Not surprisingly, Rimsky-Korsakov admired Berlioz, another largely self-taught innovator. It is possible to see Scheherazade as a Russian Symphonie fantastique, another work with fantastical references that is really about the wonders of a symphony orchestra. Like Berlioz, Rimsky-Korsakov was ambivalent about the piece’s “program,” though he certainly had a good one: Arabian Nights, which tells of a Sultan whose idea of keeping his women faithful was to marry them in the evening and behead them in the morning—until Scheherazade outlasted him by telling a fabulous story with a cliffhanger for 1,001 nights. Rimsky-Korsakov conceived of his piece as a riff on the tale—each movement is one of Scheherazade’s stories, and the finale recaps the themes from each one in a blazing apotheosis—but he never meant for the work to be a literal narrative.
He insisted that the musical “design” was the point of the piece, and that the basic motifs—the Sultan’s growling trombone, Scheherazade’s sensual violin, and the Kalendar Prince’s woodwind cadenzas—were not Wagnerian markers “linked unbrokenly” to specific characters. The Sultan’s sinister theme, for example, soon becomes associated with a heaving sea in the first movement’s tale of Sinbad the sailor, and the Kalendar Prince’s motif in the second becomes the shipwreck idea in the finale. (Before becoming a composer, Rimsky-Korsakov was a naval officer, and the sea haunts many of his works.) The movement titles, according to the composer, were meant as “hints to direct but slightly the hearer’s fancy,” leaving an impression of “numerous and varied fairy-tale wonders.”
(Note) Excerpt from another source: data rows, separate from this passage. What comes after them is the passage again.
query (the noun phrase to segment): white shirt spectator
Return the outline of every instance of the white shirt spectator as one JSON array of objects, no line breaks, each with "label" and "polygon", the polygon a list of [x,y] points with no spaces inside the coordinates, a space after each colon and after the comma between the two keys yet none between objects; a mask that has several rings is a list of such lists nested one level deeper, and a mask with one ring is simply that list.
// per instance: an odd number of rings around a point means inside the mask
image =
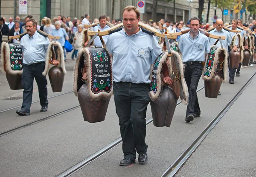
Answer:
[{"label": "white shirt spectator", "polygon": [[83,19],[83,21],[82,21],[82,25],[84,25],[86,23],[90,25],[90,22],[88,19],[87,19],[86,18],[84,18],[84,19]]},{"label": "white shirt spectator", "polygon": [[169,25],[169,27],[166,26],[166,28],[167,28],[167,33],[170,33],[172,30],[172,27],[171,25]]}]

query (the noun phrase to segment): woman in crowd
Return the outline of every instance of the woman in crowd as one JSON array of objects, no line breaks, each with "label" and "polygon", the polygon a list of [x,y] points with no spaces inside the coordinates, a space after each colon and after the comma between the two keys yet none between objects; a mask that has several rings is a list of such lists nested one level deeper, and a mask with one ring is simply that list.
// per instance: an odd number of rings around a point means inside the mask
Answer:
[{"label": "woman in crowd", "polygon": [[44,27],[46,23],[46,19],[43,18],[41,20],[41,26],[40,27],[40,30],[44,31]]},{"label": "woman in crowd", "polygon": [[75,21],[74,23],[74,26],[73,26],[73,28],[71,30],[71,32],[74,34],[78,30],[78,28],[77,28],[77,26],[79,25],[80,24],[80,21],[77,20],[77,21]]},{"label": "woman in crowd", "polygon": [[[14,28],[12,28],[12,29],[11,29],[11,30],[10,30],[10,32],[9,33],[9,36],[17,36],[22,34],[23,32],[22,28],[20,28],[20,22],[18,20],[15,20],[14,22]],[[19,40],[17,40],[17,39],[12,39],[9,42],[9,43],[20,43],[20,38]]]},{"label": "woman in crowd", "polygon": [[74,51],[71,56],[71,58],[73,60],[74,56],[77,57],[78,51],[80,50],[83,46],[83,29],[84,26],[82,24],[79,24],[78,26],[78,31],[75,33],[75,37],[72,45]]},{"label": "woman in crowd", "polygon": [[[56,21],[55,23],[55,29],[52,30],[52,36],[59,36],[60,39],[57,39],[57,41],[62,46],[63,48],[63,51],[64,51],[64,57],[65,58],[65,61],[66,62],[66,52],[65,52],[65,50],[64,49],[64,45],[65,45],[65,39],[68,40],[68,36],[66,32],[65,29],[62,28],[61,28],[61,23],[59,21]],[[55,51],[55,53],[56,54],[56,58],[58,58],[57,53],[56,51],[57,48],[55,46],[54,50]]]},{"label": "woman in crowd", "polygon": [[[178,32],[181,31],[182,30],[182,27],[183,26],[183,25],[182,23],[180,23],[180,22],[178,22],[177,23],[177,28],[176,28],[176,33]],[[179,42],[180,41],[180,36],[177,36],[177,39],[176,39],[176,41]]]},{"label": "woman in crowd", "polygon": [[55,29],[54,25],[52,24],[51,19],[48,18],[46,19],[45,25],[44,27],[44,32],[51,35],[52,34],[52,31]]}]

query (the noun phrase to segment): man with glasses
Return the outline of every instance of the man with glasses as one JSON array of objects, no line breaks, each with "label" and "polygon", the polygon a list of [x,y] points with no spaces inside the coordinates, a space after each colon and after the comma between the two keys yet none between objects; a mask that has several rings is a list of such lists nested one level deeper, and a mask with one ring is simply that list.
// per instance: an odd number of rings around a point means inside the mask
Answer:
[{"label": "man with glasses", "polygon": [[189,104],[185,121],[189,122],[200,117],[199,107],[196,90],[203,72],[203,62],[205,61],[206,51],[210,52],[211,46],[206,36],[198,31],[200,20],[194,17],[189,20],[191,29],[181,35],[179,48],[182,53],[182,61],[186,65],[184,75],[189,92]]},{"label": "man with glasses", "polygon": [[[217,36],[223,36],[226,37],[225,39],[221,39],[221,42],[222,42],[223,48],[226,49],[227,52],[228,53],[228,46],[231,44],[231,35],[228,31],[223,29],[224,25],[223,24],[223,21],[221,19],[218,19],[216,21],[216,28],[211,31],[210,34]],[[212,38],[209,38],[209,39],[211,46],[213,45],[217,40]],[[218,47],[221,47],[221,42],[219,41],[217,43],[216,46]],[[219,92],[218,95],[221,95],[221,93]]]}]

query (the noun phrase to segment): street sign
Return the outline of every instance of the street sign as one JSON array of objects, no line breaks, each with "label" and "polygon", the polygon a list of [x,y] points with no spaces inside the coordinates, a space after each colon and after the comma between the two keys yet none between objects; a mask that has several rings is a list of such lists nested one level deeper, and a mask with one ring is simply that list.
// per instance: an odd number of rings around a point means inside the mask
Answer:
[{"label": "street sign", "polygon": [[227,15],[228,14],[228,10],[224,9],[223,11],[223,15]]},{"label": "street sign", "polygon": [[28,2],[27,0],[19,0],[19,14],[27,15],[28,14]]},{"label": "street sign", "polygon": [[137,3],[137,8],[140,10],[141,14],[145,14],[145,2],[144,0],[138,0]]}]

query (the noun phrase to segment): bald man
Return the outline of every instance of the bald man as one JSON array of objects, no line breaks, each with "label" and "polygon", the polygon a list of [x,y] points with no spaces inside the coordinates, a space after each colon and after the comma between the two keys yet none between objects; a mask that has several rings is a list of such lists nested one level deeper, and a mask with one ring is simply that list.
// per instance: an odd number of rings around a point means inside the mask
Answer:
[{"label": "bald man", "polygon": [[[222,39],[223,48],[224,48],[227,51],[228,50],[228,46],[231,43],[231,35],[227,31],[223,29],[223,21],[221,19],[218,19],[216,21],[216,28],[210,32],[210,34],[214,34],[217,36],[223,36],[226,37],[225,39]],[[209,38],[209,42],[211,45],[212,45],[217,39],[215,39]],[[220,42],[219,41],[216,45],[218,47],[221,47]]]}]

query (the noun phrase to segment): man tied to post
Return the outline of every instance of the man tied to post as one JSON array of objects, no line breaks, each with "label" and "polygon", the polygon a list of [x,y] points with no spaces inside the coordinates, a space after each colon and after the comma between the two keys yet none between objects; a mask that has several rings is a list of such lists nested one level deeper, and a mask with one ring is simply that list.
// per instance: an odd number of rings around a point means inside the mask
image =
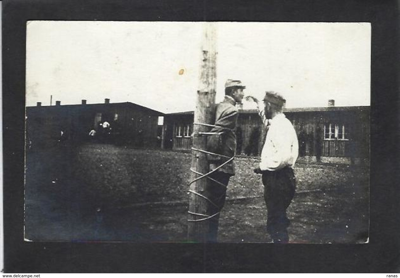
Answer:
[{"label": "man tied to post", "polygon": [[298,156],[296,132],[282,113],[286,100],[280,94],[267,92],[264,98],[264,109],[257,104],[262,122],[268,128],[261,161],[254,172],[262,174],[264,198],[267,206],[267,231],[276,243],[289,241],[287,228],[290,221],[286,210],[293,197],[296,182],[293,167]]},{"label": "man tied to post", "polygon": [[[236,103],[241,103],[246,88],[240,80],[228,79],[225,83],[224,100],[216,105],[214,127],[210,131],[214,134],[207,138],[207,150],[221,155],[207,155],[210,171],[208,198],[215,205],[210,207],[209,215],[208,242],[216,242],[219,222],[219,212],[225,203],[226,187],[230,177],[235,174],[233,158],[236,152],[236,128],[238,119]],[[232,158],[232,159],[231,159]],[[228,160],[230,160],[228,161]]]}]

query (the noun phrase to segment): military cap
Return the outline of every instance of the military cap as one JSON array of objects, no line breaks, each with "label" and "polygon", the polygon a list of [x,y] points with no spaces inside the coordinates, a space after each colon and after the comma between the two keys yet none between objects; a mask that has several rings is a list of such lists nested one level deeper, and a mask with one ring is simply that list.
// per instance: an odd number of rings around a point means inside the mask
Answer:
[{"label": "military cap", "polygon": [[274,92],[266,92],[265,96],[263,99],[264,101],[273,103],[280,106],[283,106],[286,103],[286,100],[282,96]]},{"label": "military cap", "polygon": [[228,88],[230,87],[238,87],[239,88],[244,89],[246,86],[243,85],[242,82],[240,80],[232,80],[228,79],[225,82],[225,88]]}]

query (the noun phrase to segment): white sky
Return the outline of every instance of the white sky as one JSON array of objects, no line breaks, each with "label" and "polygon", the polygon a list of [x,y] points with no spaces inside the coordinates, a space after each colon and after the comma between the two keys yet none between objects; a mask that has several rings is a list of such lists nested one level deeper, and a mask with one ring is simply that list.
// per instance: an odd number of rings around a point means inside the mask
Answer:
[{"label": "white sky", "polygon": [[[193,110],[201,22],[31,21],[26,105],[129,101]],[[227,78],[245,94],[281,93],[286,107],[369,105],[369,23],[217,22],[216,101]],[[181,69],[184,74],[179,74]],[[244,108],[253,108],[244,103]]]}]

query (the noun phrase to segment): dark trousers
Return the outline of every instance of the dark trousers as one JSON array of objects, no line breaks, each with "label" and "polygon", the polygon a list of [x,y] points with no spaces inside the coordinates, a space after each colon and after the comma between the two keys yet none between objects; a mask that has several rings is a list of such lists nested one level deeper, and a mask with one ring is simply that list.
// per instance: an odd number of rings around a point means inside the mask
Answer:
[{"label": "dark trousers", "polygon": [[[220,211],[225,204],[226,197],[226,186],[229,182],[231,175],[222,172],[215,172],[210,175],[210,177],[218,180],[225,186],[208,179],[207,196],[218,207],[213,205],[210,206],[208,215],[212,215]],[[219,223],[220,215],[210,218],[208,221],[209,223],[210,232],[208,235],[207,241],[209,242],[216,242],[218,235],[218,226]]]},{"label": "dark trousers", "polygon": [[262,183],[267,210],[267,231],[274,242],[287,242],[287,228],[290,222],[286,210],[294,196],[296,187],[293,170],[286,167],[276,171],[263,171]]}]

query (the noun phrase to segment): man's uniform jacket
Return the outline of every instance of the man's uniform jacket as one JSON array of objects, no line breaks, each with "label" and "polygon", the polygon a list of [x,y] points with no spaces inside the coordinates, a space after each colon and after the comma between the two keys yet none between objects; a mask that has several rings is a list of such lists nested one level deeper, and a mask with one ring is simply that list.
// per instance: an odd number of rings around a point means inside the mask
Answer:
[{"label": "man's uniform jacket", "polygon": [[[229,157],[235,155],[236,151],[236,135],[235,130],[238,120],[238,109],[235,106],[236,102],[226,96],[224,100],[217,104],[215,113],[216,126],[210,131],[211,132],[222,132],[220,135],[212,135],[207,138],[207,150],[211,152],[222,154]],[[228,158],[208,154],[207,156],[210,170],[212,170],[226,162]],[[217,171],[223,172],[232,176],[235,174],[235,167],[233,160]]]}]

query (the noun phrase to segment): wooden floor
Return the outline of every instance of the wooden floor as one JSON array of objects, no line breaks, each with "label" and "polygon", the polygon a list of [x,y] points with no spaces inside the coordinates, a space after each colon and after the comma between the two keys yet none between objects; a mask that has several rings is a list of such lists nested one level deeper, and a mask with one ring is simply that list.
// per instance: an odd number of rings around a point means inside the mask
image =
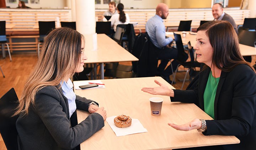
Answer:
[{"label": "wooden floor", "polygon": [[[18,97],[20,98],[25,83],[37,61],[37,54],[36,53],[13,54],[12,54],[12,62],[10,62],[7,54],[7,55],[5,59],[0,59],[0,66],[5,76],[5,77],[4,78],[0,73],[0,96],[13,87]],[[254,64],[256,61],[256,56],[254,56],[252,58],[253,63],[252,64]],[[131,65],[130,62],[121,63]],[[181,68],[181,69],[182,69]],[[183,78],[185,74],[185,73],[177,73],[177,77]],[[171,76],[171,79],[172,78],[172,76]],[[182,82],[176,81],[176,84],[173,86],[177,89],[180,89]],[[189,84],[189,82],[185,82],[183,89],[185,89]],[[0,136],[0,150],[6,150],[2,137]]]}]

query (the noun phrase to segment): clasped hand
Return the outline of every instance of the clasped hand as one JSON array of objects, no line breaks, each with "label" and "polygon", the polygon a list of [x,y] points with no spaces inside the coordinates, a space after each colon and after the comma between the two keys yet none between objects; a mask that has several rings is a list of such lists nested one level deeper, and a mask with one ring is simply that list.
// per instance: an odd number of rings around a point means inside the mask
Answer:
[{"label": "clasped hand", "polygon": [[104,109],[103,107],[99,108],[94,105],[91,105],[89,106],[88,111],[91,114],[94,112],[97,113],[101,115],[103,119],[105,120],[107,118],[107,112]]},{"label": "clasped hand", "polygon": [[194,119],[190,122],[182,125],[177,125],[171,123],[169,123],[168,124],[177,130],[183,131],[199,129],[202,127],[202,121],[198,119]]}]

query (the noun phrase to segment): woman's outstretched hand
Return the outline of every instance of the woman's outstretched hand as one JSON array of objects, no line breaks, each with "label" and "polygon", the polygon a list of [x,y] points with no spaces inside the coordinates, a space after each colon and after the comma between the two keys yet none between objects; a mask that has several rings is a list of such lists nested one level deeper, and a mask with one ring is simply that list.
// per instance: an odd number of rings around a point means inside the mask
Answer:
[{"label": "woman's outstretched hand", "polygon": [[182,125],[177,125],[170,123],[169,123],[168,125],[177,130],[189,131],[201,128],[202,121],[198,119],[194,119],[189,122]]},{"label": "woman's outstretched hand", "polygon": [[172,89],[170,89],[166,85],[155,80],[155,82],[160,86],[156,87],[145,87],[142,89],[142,91],[153,95],[161,95],[165,96],[174,97],[174,92]]}]

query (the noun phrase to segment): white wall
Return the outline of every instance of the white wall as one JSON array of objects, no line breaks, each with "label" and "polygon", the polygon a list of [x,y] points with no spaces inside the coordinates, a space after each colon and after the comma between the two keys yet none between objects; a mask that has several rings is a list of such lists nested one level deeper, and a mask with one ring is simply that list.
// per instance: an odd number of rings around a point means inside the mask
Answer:
[{"label": "white wall", "polygon": [[[16,0],[16,3],[11,4],[7,3],[7,0],[5,0],[6,6],[10,6],[11,8],[16,8],[18,7],[18,0]],[[39,0],[39,4],[30,4],[30,0],[28,1],[28,3],[26,4],[26,5],[32,8],[63,9],[64,7],[67,6],[66,0]]]}]

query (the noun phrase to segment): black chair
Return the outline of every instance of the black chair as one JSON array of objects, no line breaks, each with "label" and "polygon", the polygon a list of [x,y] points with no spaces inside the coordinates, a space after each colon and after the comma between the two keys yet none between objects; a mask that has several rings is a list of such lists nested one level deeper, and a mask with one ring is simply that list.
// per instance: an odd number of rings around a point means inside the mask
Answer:
[{"label": "black chair", "polygon": [[4,74],[4,72],[3,72],[2,70],[2,68],[1,68],[1,66],[0,66],[0,70],[1,70],[1,72],[2,72],[2,74],[3,75],[3,77],[5,77],[5,76]]},{"label": "black chair", "polygon": [[244,28],[240,26],[238,27],[238,33],[241,32],[242,30],[249,30],[249,28]]},{"label": "black chair", "polygon": [[60,22],[62,27],[68,27],[76,30],[76,26],[75,22]]},{"label": "black chair", "polygon": [[138,77],[155,76],[158,60],[155,46],[148,33],[141,33],[136,36],[132,54],[139,59],[132,62],[133,71]]},{"label": "black chair", "polygon": [[40,54],[40,45],[43,42],[44,37],[55,28],[55,21],[38,21],[39,26],[39,38],[38,46],[38,57]]},{"label": "black chair", "polygon": [[111,22],[96,22],[96,33],[105,34],[107,35],[111,33]]},{"label": "black chair", "polygon": [[178,31],[190,31],[192,20],[180,21],[178,28]]},{"label": "black chair", "polygon": [[11,53],[9,48],[9,45],[7,43],[7,39],[6,37],[6,30],[5,30],[5,21],[0,21],[0,43],[2,44],[2,48],[4,48],[4,44],[5,44],[7,46],[7,49],[9,53],[9,57],[10,61],[12,61]]},{"label": "black chair", "polygon": [[201,26],[201,25],[203,24],[204,23],[206,23],[207,22],[209,22],[209,21],[207,21],[206,20],[201,20],[201,21],[200,21],[200,25]]},{"label": "black chair", "polygon": [[123,47],[124,48],[126,48],[126,43],[127,44],[127,50],[130,52],[133,47],[136,36],[133,24],[130,23],[127,24],[120,24],[118,25],[117,27],[122,28],[125,30],[121,43],[122,44]]},{"label": "black chair", "polygon": [[16,123],[18,116],[12,116],[18,103],[13,88],[0,98],[0,133],[7,150],[18,149]]},{"label": "black chair", "polygon": [[249,28],[249,30],[255,30],[256,26],[256,18],[245,18],[243,27]]},{"label": "black chair", "polygon": [[177,48],[178,50],[178,56],[176,60],[179,63],[177,67],[176,70],[174,72],[174,79],[172,80],[172,84],[173,83],[173,82],[175,80],[175,77],[176,76],[176,74],[178,72],[178,67],[180,65],[183,66],[185,68],[188,68],[186,71],[186,73],[184,77],[184,79],[182,83],[181,88],[182,90],[184,86],[184,83],[187,77],[187,75],[188,73],[193,68],[195,67],[200,67],[200,64],[196,61],[194,61],[194,52],[193,51],[192,47],[190,44],[190,42],[189,42],[188,44],[188,48],[189,51],[190,56],[190,61],[189,62],[186,62],[186,54],[184,50],[183,44],[181,39],[181,36],[180,34],[176,34],[174,33],[174,39],[176,43]]},{"label": "black chair", "polygon": [[[238,33],[238,38],[240,44],[254,47],[256,40],[256,31],[241,30]],[[244,56],[243,57],[247,62],[251,62],[251,56]]]},{"label": "black chair", "polygon": [[124,28],[117,27],[113,39],[120,45],[122,45],[122,38],[125,31],[126,30]]}]

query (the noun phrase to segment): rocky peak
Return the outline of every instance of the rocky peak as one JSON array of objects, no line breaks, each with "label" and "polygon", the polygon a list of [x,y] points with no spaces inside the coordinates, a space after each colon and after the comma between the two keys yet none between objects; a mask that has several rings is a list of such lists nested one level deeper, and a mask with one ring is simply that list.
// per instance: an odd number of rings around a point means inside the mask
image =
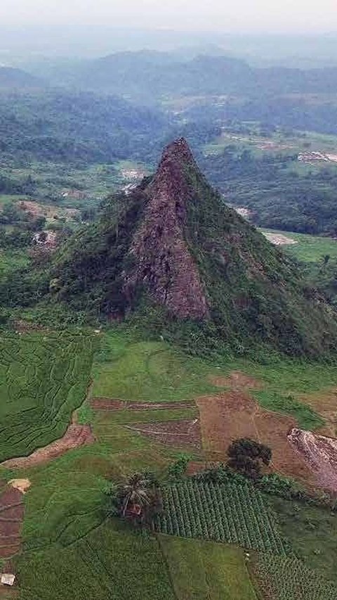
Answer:
[{"label": "rocky peak", "polygon": [[145,190],[148,200],[132,240],[133,267],[124,274],[124,291],[130,296],[143,285],[172,314],[203,319],[207,302],[184,234],[186,204],[193,193],[186,176],[189,167],[197,168],[188,144],[183,138],[176,140],[164,150]]}]

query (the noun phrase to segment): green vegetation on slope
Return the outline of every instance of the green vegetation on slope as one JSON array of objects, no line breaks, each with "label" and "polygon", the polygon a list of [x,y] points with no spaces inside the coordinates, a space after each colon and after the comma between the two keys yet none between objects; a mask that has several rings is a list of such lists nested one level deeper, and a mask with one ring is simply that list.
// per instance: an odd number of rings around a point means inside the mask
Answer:
[{"label": "green vegetation on slope", "polygon": [[296,556],[337,584],[337,516],[327,509],[270,496],[281,532]]},{"label": "green vegetation on slope", "polygon": [[317,429],[325,423],[310,407],[296,400],[291,394],[282,396],[276,392],[263,391],[255,392],[254,396],[263,408],[293,416],[302,429]]},{"label": "green vegetation on slope", "polygon": [[24,553],[20,600],[174,600],[154,537],[117,520],[60,549]]},{"label": "green vegetation on slope", "polygon": [[105,334],[93,365],[96,397],[167,402],[194,398],[216,388],[209,366],[164,342],[138,342],[123,331]]},{"label": "green vegetation on slope", "polygon": [[242,549],[168,535],[159,540],[178,600],[256,600]]},{"label": "green vegetation on slope", "polygon": [[185,483],[164,487],[158,531],[229,542],[276,554],[287,551],[262,494],[249,483]]},{"label": "green vegetation on slope", "polygon": [[88,385],[90,337],[1,333],[0,461],[27,456],[65,432]]},{"label": "green vegetation on slope", "polygon": [[335,600],[337,587],[303,562],[289,556],[256,555],[254,572],[266,597],[275,600]]}]

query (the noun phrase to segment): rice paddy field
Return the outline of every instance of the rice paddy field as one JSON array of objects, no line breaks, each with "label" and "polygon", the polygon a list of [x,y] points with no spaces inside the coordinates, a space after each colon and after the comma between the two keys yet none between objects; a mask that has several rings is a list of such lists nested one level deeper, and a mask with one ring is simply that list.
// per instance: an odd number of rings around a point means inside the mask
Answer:
[{"label": "rice paddy field", "polygon": [[[182,453],[194,469],[205,465],[209,434],[200,427],[197,399],[225,400],[234,385],[236,394],[320,430],[329,419],[324,399],[336,386],[333,365],[208,362],[118,326],[99,335],[3,330],[1,338],[0,455],[6,462],[0,480],[29,484],[19,549],[11,554],[1,542],[0,498],[0,560],[16,575],[16,598],[336,597],[334,513],[250,483],[197,484],[169,475]],[[282,406],[280,397],[287,399]],[[60,445],[70,426],[90,438]],[[28,455],[46,448],[32,462]],[[7,462],[17,457],[30,461]],[[144,469],[162,490],[154,529],[135,528],[107,510],[110,483]],[[298,585],[308,573],[310,586]],[[1,599],[5,591],[0,587]]]}]

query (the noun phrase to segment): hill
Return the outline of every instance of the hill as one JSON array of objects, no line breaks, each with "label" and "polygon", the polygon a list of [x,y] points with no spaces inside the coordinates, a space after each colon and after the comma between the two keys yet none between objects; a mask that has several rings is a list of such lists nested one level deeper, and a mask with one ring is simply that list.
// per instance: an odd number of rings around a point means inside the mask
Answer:
[{"label": "hill", "polygon": [[336,345],[332,309],[223,204],[183,139],[153,178],[111,198],[98,222],[60,249],[48,276],[54,302],[110,318],[145,306],[143,321],[190,346],[319,355]]},{"label": "hill", "polygon": [[151,148],[165,127],[159,111],[116,96],[62,89],[0,94],[1,155],[16,161],[130,158]]},{"label": "hill", "polygon": [[0,67],[0,90],[37,89],[45,87],[42,79],[12,67]]},{"label": "hill", "polygon": [[254,67],[240,58],[209,56],[204,51],[192,58],[178,53],[128,51],[84,60],[72,69],[67,66],[63,73],[60,68],[58,83],[152,98],[152,101],[166,94],[176,97],[230,94],[256,98],[261,96],[261,90],[270,97],[271,94],[336,94],[337,68]]}]

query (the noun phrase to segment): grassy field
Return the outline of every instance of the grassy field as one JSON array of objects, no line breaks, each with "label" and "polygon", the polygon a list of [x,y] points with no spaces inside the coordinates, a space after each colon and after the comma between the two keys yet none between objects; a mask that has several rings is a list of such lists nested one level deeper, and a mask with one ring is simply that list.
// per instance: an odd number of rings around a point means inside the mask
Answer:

Recent commentators view Scheherazade as a mosaic in which themes repeat, contrast, and collide rather than develop in conventional sonata form. Rimsky-Korsakov himself regarded the work as a “kaleidoscope” of “virtuosity,” and indeed, the soaring strings in the opening movement, the Eastern-tinted bassoon and clarinet cadenzas in the second, the spine-tingling percussion in the third, and the massed fireworks in the finale created a new standard for brilliant color. This is a “concerto for orchestra” long before Bartók, in which practically everyone gets a difficult solo, and small chamber ensembles shine against massive tutti. What most rivets our attention are Scheherazade’s seductive violin solos—the “unifying thread” as the composer put it—introducing all movements but the third, and concluding the piece on a rapturous high over the Sultan’s now-subdued rumblings. Scheherazade sings some of the sexiest music ever conceived: No wonder the Sultan can’t bear to kill her.
Based on a free variation form, the piece often sounds spontaneous and improvised (it was written in less than a month) but is cunningly calculated. The sensuous melody for the Young Prince in the third movement, for example, is deftly balanced between the freewheeling cadenzas in the previous movement and the fragmented violence in the finale. Many composers would be tempted to showcase such a luscious tune early on, but Rimsky-Korsakov waits until the perfect moment.
The piece gradually accumulates more percussion as each movement unfolds, so there is always somewhere to go in the next crashing climax. Yet otherwise, the orchestra is not especially large—not much bigger than Brahms’s. Rimsky-Korsakov knew how to use each instrument to maximum effect, individually and in idiosyncratic combinations, and didn’t need to pile on extra players. Some of the best touches are astonishingly simple, such as the three harp chords that caress the violin solo, seductively setting up each narrative. The enchanter in the narrative is Scheherazade, but the real wizard is Rimsky-Korsakov.